In [1]:
# %mkdir ../data
# !wget -O ../data/aclImdb_v1.tar.gz http://ai.stanford.edu/~amaas/data/sentiment/aclImdb_v1.tar.gz
# !tar -zxf ../data/aclImdb_v1.tar.gz -C ../data

In [1]:
import os
import glob

def read_imdb_data(data_dir='../data/aclImdb'):
    data = {}
    labels = {}
    
    for data_type in ['train', 'test']:
        data[data_type] = {}
        labels[data_type] = {}
        
        for sentiment in ['pos', 'neg']:
            data[data_type][sentiment] = []
            labels[data_type][sentiment] = []
            
            path = os.path.join(data_dir, data_type, sentiment, '*.txt')
            files = glob.glob(path)
            
            for f in files:
                with open(f) as review:
                    data[data_type][sentiment].append(review.read())
                    # Here we represent a positive review by '1' and a negative review by '0'
                    labels[data_type][sentiment].append(1 if sentiment == 'pos' else 0)
                    
            assert len(data[data_type][sentiment]) == len(labels[data_type][sentiment]), \
                    "{}/{} data size does not match labels size".format(data_type, sentiment)
                
    return data, labels

In [2]:
data, labels = read_imdb_data()
print("IMDB reviews: train = {} pos / {} neg, test = {} pos / {} neg".format(
            len(data['train']['pos']), len(data['train']['neg']),
            len(data['test']['pos']), len(data['test']['neg'])))
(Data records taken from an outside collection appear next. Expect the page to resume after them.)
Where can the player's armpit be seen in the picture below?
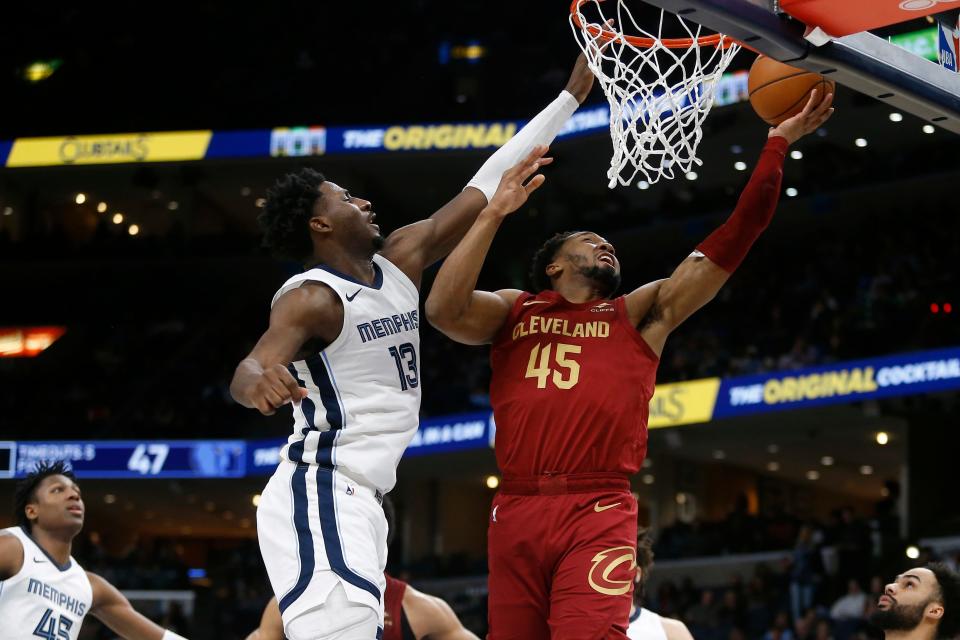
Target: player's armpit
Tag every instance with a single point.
(675, 629)
(479, 321)
(431, 618)
(310, 311)
(416, 246)
(640, 301)
(11, 556)
(693, 284)
(112, 609)
(271, 624)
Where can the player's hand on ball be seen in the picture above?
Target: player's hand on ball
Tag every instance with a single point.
(512, 192)
(814, 114)
(275, 388)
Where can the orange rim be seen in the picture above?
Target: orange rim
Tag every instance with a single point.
(716, 40)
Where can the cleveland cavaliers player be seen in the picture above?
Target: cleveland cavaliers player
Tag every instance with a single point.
(43, 591)
(573, 372)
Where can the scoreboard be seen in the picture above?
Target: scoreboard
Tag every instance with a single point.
(130, 459)
(143, 459)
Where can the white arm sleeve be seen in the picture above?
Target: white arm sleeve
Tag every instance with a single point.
(541, 130)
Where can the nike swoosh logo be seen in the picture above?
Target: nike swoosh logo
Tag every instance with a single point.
(598, 508)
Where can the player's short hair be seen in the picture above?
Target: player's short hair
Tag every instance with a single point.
(288, 208)
(644, 562)
(544, 256)
(644, 551)
(948, 582)
(26, 489)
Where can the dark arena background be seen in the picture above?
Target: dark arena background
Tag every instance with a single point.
(804, 432)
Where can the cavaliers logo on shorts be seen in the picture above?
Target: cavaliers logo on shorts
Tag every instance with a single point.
(613, 571)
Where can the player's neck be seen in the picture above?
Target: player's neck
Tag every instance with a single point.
(57, 544)
(359, 268)
(922, 632)
(577, 292)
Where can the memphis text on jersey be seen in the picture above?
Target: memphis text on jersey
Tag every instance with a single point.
(45, 591)
(558, 326)
(383, 327)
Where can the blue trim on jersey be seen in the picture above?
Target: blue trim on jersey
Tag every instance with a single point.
(328, 527)
(328, 394)
(295, 452)
(301, 523)
(377, 275)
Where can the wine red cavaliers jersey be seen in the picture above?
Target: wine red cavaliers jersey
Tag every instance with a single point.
(570, 388)
(395, 623)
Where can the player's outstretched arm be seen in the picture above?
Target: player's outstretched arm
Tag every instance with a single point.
(454, 306)
(415, 247)
(262, 380)
(430, 617)
(659, 308)
(271, 624)
(11, 556)
(112, 609)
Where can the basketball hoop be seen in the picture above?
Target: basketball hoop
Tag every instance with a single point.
(660, 89)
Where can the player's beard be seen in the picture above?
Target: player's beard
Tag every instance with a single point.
(605, 278)
(899, 617)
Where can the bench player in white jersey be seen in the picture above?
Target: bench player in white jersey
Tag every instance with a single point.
(343, 348)
(645, 624)
(44, 593)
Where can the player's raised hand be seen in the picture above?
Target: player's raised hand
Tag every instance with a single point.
(275, 388)
(814, 114)
(512, 192)
(581, 79)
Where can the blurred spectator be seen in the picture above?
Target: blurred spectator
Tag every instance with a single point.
(852, 605)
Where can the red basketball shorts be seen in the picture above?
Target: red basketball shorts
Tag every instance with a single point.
(562, 555)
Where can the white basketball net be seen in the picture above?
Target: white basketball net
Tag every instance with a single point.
(659, 97)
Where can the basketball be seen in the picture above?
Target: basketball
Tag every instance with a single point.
(779, 91)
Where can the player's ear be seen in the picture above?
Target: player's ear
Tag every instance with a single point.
(320, 224)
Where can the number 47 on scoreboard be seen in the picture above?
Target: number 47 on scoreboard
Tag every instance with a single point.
(148, 459)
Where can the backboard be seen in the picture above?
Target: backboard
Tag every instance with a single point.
(862, 61)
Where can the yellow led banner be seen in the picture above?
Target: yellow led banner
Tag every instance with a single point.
(109, 149)
(683, 403)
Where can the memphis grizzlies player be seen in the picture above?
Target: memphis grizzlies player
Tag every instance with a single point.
(343, 348)
(43, 591)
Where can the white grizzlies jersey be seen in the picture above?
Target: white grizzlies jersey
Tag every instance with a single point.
(44, 599)
(363, 401)
(646, 625)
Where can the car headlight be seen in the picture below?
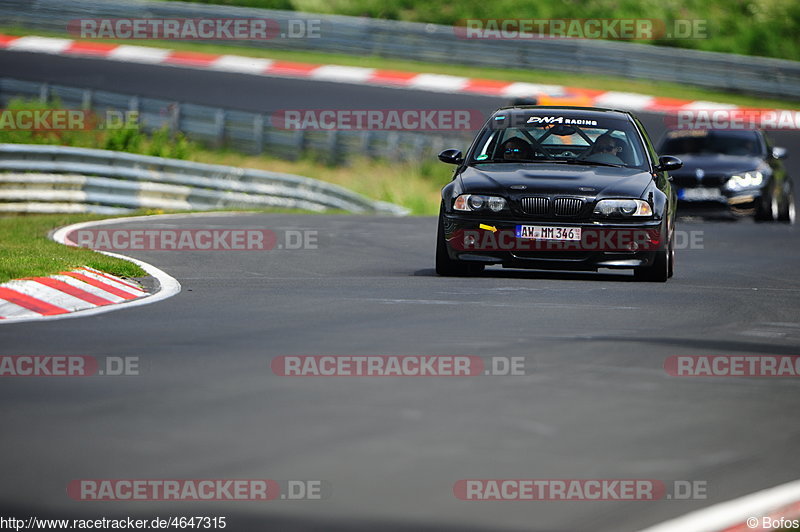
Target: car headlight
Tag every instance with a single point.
(745, 180)
(623, 208)
(477, 202)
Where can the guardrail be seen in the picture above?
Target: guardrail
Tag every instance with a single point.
(245, 131)
(432, 42)
(44, 178)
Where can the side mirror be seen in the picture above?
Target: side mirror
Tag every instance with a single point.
(668, 163)
(451, 156)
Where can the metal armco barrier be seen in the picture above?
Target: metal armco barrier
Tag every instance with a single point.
(438, 43)
(44, 178)
(245, 131)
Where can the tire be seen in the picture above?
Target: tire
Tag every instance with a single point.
(447, 267)
(671, 258)
(788, 209)
(770, 211)
(660, 270)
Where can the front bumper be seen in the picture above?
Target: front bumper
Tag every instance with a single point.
(742, 202)
(602, 245)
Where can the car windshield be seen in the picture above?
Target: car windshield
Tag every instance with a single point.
(557, 139)
(711, 142)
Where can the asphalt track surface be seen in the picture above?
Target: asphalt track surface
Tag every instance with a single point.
(596, 402)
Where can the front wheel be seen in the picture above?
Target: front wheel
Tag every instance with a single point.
(446, 266)
(788, 214)
(662, 268)
(768, 208)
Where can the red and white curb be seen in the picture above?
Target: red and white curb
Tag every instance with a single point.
(81, 292)
(67, 292)
(762, 510)
(547, 94)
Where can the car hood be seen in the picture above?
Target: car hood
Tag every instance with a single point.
(555, 179)
(717, 164)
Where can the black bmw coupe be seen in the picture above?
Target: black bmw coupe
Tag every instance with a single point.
(736, 172)
(564, 188)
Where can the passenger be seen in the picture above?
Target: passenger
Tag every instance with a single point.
(516, 149)
(606, 150)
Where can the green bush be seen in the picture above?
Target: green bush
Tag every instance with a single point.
(751, 27)
(131, 139)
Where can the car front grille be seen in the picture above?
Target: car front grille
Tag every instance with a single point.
(567, 206)
(535, 205)
(691, 180)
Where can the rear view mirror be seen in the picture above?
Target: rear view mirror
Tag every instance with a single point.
(668, 163)
(451, 156)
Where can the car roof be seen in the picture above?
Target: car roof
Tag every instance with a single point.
(567, 111)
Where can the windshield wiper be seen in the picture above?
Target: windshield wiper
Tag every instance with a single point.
(593, 163)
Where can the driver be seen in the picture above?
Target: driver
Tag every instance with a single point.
(517, 149)
(606, 150)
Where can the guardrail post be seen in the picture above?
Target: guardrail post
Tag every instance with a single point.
(44, 93)
(258, 132)
(219, 128)
(175, 118)
(86, 99)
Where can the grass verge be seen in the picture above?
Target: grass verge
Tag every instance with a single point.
(26, 250)
(659, 88)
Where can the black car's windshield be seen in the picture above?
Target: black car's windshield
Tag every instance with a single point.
(558, 139)
(711, 142)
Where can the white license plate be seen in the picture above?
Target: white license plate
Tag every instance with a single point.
(548, 232)
(701, 194)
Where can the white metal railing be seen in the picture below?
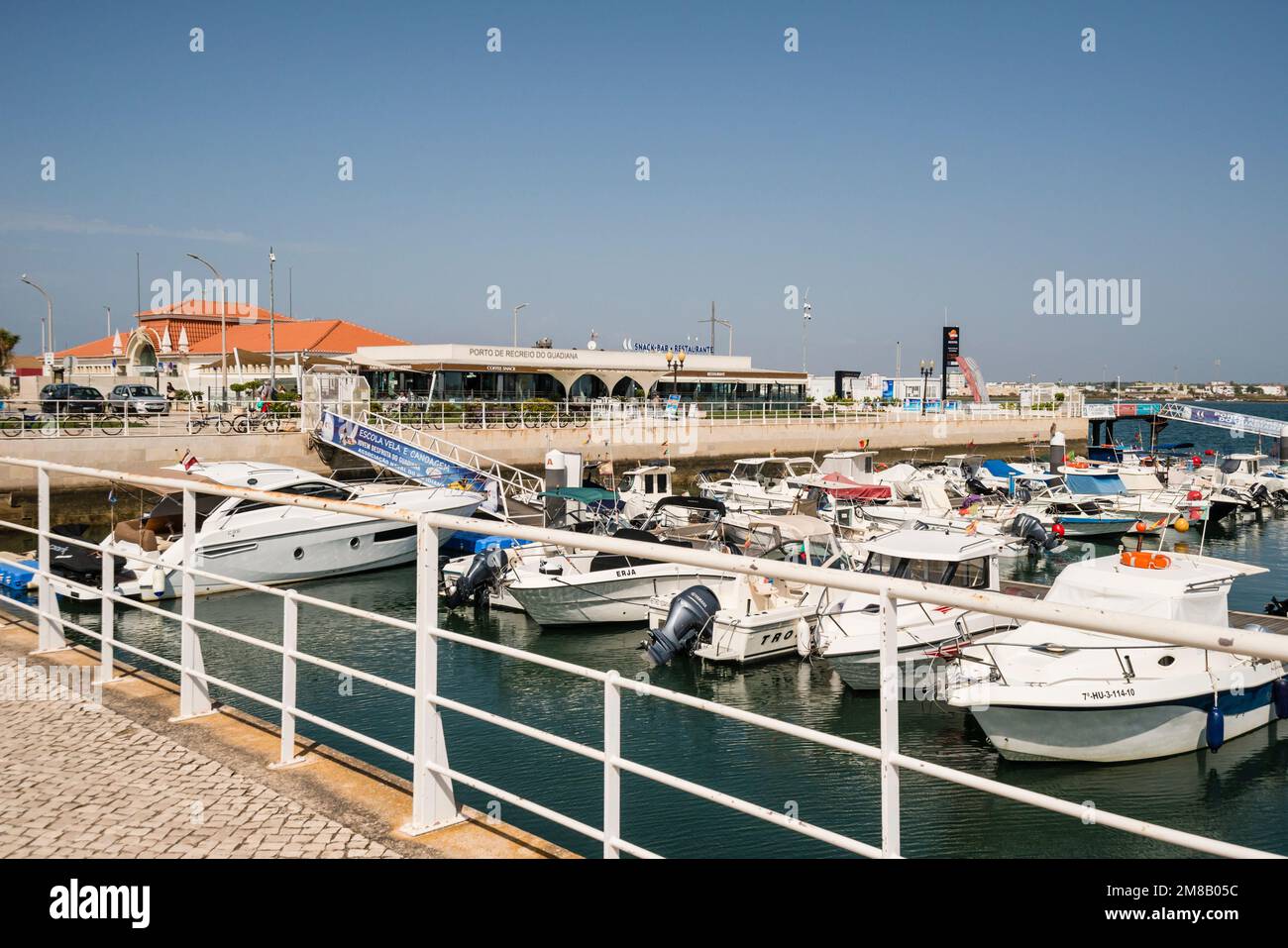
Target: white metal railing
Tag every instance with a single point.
(497, 415)
(433, 798)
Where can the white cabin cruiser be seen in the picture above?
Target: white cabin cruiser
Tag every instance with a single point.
(644, 485)
(748, 617)
(848, 631)
(273, 544)
(758, 484)
(1046, 691)
(576, 587)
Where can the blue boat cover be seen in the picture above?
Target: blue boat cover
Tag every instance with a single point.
(1095, 483)
(1001, 469)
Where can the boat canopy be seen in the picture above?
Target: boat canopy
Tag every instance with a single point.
(793, 526)
(1099, 484)
(585, 494)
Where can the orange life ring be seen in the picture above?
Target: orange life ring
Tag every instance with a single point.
(1144, 559)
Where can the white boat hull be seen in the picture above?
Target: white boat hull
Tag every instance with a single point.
(575, 599)
(1120, 733)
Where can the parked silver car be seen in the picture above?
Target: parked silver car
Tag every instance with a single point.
(137, 399)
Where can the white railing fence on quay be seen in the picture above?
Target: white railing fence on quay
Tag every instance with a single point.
(433, 798)
(496, 415)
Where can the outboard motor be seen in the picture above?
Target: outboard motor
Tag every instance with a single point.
(72, 561)
(692, 612)
(483, 575)
(1030, 528)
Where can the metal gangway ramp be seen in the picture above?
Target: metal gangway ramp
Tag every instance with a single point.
(515, 489)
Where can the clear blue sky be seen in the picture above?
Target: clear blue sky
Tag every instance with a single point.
(814, 168)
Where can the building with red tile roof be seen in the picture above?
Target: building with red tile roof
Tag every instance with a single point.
(184, 337)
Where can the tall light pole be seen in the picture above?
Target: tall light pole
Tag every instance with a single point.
(927, 369)
(271, 329)
(50, 305)
(515, 343)
(675, 363)
(805, 317)
(223, 333)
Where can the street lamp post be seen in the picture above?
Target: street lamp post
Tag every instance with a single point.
(515, 339)
(927, 369)
(271, 329)
(223, 333)
(50, 318)
(675, 363)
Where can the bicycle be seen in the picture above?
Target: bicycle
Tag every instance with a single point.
(250, 421)
(13, 425)
(200, 423)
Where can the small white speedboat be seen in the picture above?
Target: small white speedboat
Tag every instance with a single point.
(748, 617)
(848, 629)
(1046, 691)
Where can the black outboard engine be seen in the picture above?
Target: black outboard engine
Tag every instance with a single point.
(72, 561)
(1030, 528)
(481, 578)
(691, 614)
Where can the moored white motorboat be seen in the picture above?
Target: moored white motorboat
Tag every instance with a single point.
(269, 544)
(1046, 691)
(750, 617)
(848, 630)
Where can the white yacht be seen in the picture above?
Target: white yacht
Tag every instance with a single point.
(848, 630)
(758, 484)
(751, 617)
(273, 544)
(1046, 691)
(643, 485)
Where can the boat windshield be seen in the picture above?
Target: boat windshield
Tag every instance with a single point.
(310, 488)
(814, 552)
(971, 574)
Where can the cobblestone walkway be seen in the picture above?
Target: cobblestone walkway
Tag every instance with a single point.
(78, 780)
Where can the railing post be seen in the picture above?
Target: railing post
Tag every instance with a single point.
(290, 646)
(107, 618)
(889, 724)
(193, 691)
(612, 771)
(433, 804)
(50, 636)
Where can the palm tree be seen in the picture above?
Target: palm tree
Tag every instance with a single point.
(8, 343)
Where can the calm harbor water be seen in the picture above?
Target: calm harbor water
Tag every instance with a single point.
(1237, 793)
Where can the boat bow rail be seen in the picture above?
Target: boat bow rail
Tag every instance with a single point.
(433, 796)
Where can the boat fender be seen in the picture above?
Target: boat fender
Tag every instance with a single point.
(805, 640)
(1279, 693)
(1215, 729)
(691, 613)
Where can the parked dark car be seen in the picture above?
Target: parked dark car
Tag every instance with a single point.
(71, 399)
(137, 399)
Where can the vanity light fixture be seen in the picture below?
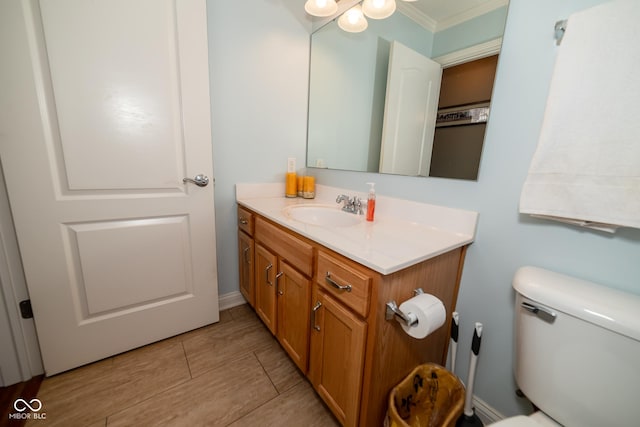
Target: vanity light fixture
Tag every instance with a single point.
(321, 8)
(378, 9)
(353, 20)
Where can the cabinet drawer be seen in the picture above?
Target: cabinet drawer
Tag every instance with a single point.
(349, 285)
(245, 220)
(288, 247)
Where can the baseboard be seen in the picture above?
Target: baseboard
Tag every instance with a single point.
(232, 299)
(486, 413)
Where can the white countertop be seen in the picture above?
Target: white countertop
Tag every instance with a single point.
(402, 234)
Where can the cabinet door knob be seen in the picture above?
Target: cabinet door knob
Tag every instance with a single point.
(335, 284)
(315, 308)
(277, 285)
(266, 274)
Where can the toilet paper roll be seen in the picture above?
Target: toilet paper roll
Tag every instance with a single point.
(430, 312)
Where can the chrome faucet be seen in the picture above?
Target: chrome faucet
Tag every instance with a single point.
(350, 204)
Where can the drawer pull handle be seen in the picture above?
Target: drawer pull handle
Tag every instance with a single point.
(266, 274)
(277, 285)
(335, 284)
(315, 308)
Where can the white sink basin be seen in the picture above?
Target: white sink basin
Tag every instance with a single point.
(323, 215)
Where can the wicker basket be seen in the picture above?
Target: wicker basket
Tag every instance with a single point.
(430, 396)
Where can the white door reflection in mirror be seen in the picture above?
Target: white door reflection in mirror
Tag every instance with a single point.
(413, 86)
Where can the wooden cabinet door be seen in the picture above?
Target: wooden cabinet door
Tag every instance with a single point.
(294, 296)
(265, 272)
(337, 356)
(245, 262)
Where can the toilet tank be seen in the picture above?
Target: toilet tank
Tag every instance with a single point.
(577, 349)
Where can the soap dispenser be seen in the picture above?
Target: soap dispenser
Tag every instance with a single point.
(371, 201)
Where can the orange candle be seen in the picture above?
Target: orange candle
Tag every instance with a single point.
(291, 187)
(300, 185)
(309, 190)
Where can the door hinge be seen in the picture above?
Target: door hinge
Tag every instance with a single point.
(25, 309)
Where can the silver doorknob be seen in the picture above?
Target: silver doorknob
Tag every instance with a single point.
(199, 180)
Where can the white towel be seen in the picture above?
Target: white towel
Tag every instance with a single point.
(586, 168)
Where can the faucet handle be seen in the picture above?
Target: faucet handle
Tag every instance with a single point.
(342, 198)
(357, 205)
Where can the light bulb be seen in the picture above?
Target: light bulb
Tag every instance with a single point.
(353, 20)
(321, 8)
(378, 9)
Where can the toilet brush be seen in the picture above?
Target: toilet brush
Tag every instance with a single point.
(469, 418)
(455, 322)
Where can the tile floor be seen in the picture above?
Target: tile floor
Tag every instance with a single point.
(233, 373)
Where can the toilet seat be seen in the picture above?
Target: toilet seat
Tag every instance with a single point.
(537, 419)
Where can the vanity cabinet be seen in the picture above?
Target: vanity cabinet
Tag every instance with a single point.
(336, 366)
(246, 252)
(328, 312)
(283, 268)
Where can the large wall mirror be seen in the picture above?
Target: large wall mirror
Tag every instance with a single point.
(374, 96)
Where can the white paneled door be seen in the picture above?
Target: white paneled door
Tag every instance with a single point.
(107, 110)
(411, 104)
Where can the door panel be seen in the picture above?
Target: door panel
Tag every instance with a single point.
(411, 103)
(265, 273)
(336, 364)
(130, 114)
(143, 268)
(294, 296)
(109, 111)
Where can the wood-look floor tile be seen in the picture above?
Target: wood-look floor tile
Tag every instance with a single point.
(298, 406)
(241, 311)
(216, 346)
(88, 394)
(281, 370)
(216, 398)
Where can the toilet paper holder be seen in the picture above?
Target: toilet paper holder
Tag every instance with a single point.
(393, 311)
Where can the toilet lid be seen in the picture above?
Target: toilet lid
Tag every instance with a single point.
(537, 419)
(519, 421)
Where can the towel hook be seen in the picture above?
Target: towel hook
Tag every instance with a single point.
(560, 29)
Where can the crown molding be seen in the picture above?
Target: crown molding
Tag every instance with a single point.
(417, 16)
(479, 51)
(471, 13)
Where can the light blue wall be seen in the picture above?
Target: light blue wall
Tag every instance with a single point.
(259, 67)
(259, 93)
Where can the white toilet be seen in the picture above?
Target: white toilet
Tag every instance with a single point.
(577, 350)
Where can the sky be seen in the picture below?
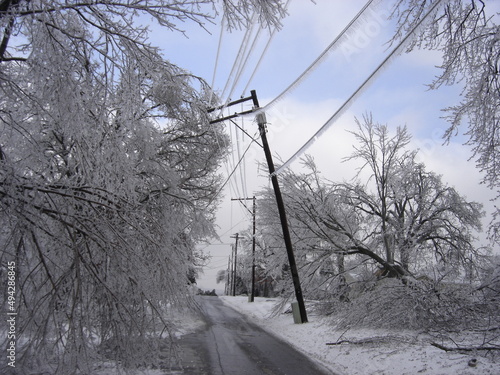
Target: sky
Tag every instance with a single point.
(399, 95)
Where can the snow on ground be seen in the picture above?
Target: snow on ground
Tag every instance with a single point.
(382, 352)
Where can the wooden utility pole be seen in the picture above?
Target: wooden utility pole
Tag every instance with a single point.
(235, 260)
(261, 121)
(252, 294)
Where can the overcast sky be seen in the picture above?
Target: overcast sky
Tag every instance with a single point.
(398, 96)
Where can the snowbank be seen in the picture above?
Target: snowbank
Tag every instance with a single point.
(361, 352)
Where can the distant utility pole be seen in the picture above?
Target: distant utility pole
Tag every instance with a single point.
(261, 121)
(235, 260)
(252, 294)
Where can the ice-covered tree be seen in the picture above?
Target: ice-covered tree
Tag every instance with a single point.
(395, 216)
(108, 174)
(468, 35)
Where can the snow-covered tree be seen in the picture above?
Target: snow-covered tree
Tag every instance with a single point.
(108, 174)
(468, 35)
(401, 218)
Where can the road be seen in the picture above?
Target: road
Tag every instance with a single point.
(229, 344)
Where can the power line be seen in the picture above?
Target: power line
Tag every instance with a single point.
(355, 94)
(217, 59)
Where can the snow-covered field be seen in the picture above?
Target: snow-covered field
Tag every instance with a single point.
(369, 352)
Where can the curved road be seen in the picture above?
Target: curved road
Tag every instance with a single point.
(230, 345)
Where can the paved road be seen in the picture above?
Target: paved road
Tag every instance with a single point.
(229, 345)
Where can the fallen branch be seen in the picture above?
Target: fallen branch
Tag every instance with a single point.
(465, 349)
(361, 342)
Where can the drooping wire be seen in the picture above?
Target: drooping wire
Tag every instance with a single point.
(239, 56)
(259, 61)
(219, 45)
(331, 47)
(271, 37)
(229, 176)
(244, 62)
(356, 93)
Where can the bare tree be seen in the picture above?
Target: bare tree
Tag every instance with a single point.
(469, 39)
(108, 176)
(403, 219)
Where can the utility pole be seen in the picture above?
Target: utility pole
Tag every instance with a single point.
(226, 287)
(261, 121)
(235, 260)
(252, 295)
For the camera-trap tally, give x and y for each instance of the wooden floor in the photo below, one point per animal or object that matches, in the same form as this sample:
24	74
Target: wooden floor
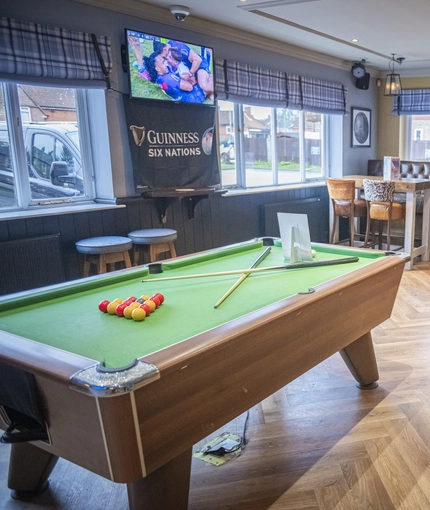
319	443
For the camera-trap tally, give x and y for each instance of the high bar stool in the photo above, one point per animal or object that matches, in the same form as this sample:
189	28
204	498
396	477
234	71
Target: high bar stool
104	252
159	240
381	206
344	203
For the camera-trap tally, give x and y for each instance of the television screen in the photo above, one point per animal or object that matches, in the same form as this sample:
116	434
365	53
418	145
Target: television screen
171	70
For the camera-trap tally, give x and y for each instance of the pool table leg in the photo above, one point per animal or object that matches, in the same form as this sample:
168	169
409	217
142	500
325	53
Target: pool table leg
29	470
361	361
165	489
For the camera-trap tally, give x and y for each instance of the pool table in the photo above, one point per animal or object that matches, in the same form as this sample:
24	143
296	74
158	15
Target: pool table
128	400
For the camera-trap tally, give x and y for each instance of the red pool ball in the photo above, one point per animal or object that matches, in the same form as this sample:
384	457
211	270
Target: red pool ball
146	308
156	300
103	305
160	297
119	310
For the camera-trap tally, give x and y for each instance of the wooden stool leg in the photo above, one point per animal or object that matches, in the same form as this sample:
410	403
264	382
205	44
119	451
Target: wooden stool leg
351	230
87	265
135	254
102	263
127	259
172	249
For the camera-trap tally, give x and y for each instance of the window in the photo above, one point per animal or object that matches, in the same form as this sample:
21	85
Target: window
43	162
263	146
417	137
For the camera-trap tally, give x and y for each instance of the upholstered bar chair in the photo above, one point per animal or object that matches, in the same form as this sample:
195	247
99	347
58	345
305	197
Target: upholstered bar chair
344	203
379	196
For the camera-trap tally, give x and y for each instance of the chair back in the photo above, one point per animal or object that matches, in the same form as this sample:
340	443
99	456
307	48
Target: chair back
341	189
378	191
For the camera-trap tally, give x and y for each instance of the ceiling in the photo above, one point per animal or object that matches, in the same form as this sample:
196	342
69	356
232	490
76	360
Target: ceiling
382	27
316	30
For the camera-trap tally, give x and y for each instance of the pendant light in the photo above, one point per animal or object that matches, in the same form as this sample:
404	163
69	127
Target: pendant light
393	85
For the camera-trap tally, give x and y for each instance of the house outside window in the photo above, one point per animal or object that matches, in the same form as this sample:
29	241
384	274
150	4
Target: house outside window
264	146
417	147
43	162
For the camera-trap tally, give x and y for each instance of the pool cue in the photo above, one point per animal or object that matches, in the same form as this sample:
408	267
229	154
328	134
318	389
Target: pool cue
300	265
244	276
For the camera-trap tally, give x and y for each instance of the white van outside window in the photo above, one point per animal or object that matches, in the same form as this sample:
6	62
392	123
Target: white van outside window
43	162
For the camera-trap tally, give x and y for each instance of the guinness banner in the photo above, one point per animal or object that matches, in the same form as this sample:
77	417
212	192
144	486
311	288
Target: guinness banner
172	145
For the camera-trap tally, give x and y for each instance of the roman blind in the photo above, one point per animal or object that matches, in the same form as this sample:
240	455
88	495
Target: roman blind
264	87
412	102
51	55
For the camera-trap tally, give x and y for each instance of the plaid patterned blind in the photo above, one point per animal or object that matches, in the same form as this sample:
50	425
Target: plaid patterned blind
412	102
33	50
254	85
IMDB reviews: train = 12500 pos / 12500 neg, test = 12500 pos / 12500 neg


In [3]:
from sklearn.utils import shuffle

def prepare_imdb_data(data, labels):
    """Prepare training and test sets from IMDb movie reviews."""
    
    #Combine positive and negative reviews and labels
    data_train = data['train']['pos'] + data['train']['neg']
    data_test = data['test']['pos'] + data['test']['neg']
    labels_train = labels['train']['pos'] + labels['train']['neg']
    labels_test = labels['test']['pos'] + labels['test']['neg']
    
    #Shuffle reviews and corresponding labels within training and test sets
    data_train, labels_train = shuffle(data_train, labels_train)
    data_test, labels_test = shuffle(data_test, labels_test)
    
    # Return a unified training data, test data, training labels, test labets
    return data_train, data_test, labels_train, labels_test

In [4]:
train_X, test_X, train_y, test_y = prepare_imdb_data(data, labels)
print("IMDb reviews (combined): train = {}, test = {}".format(len(train_X), len(test_X)))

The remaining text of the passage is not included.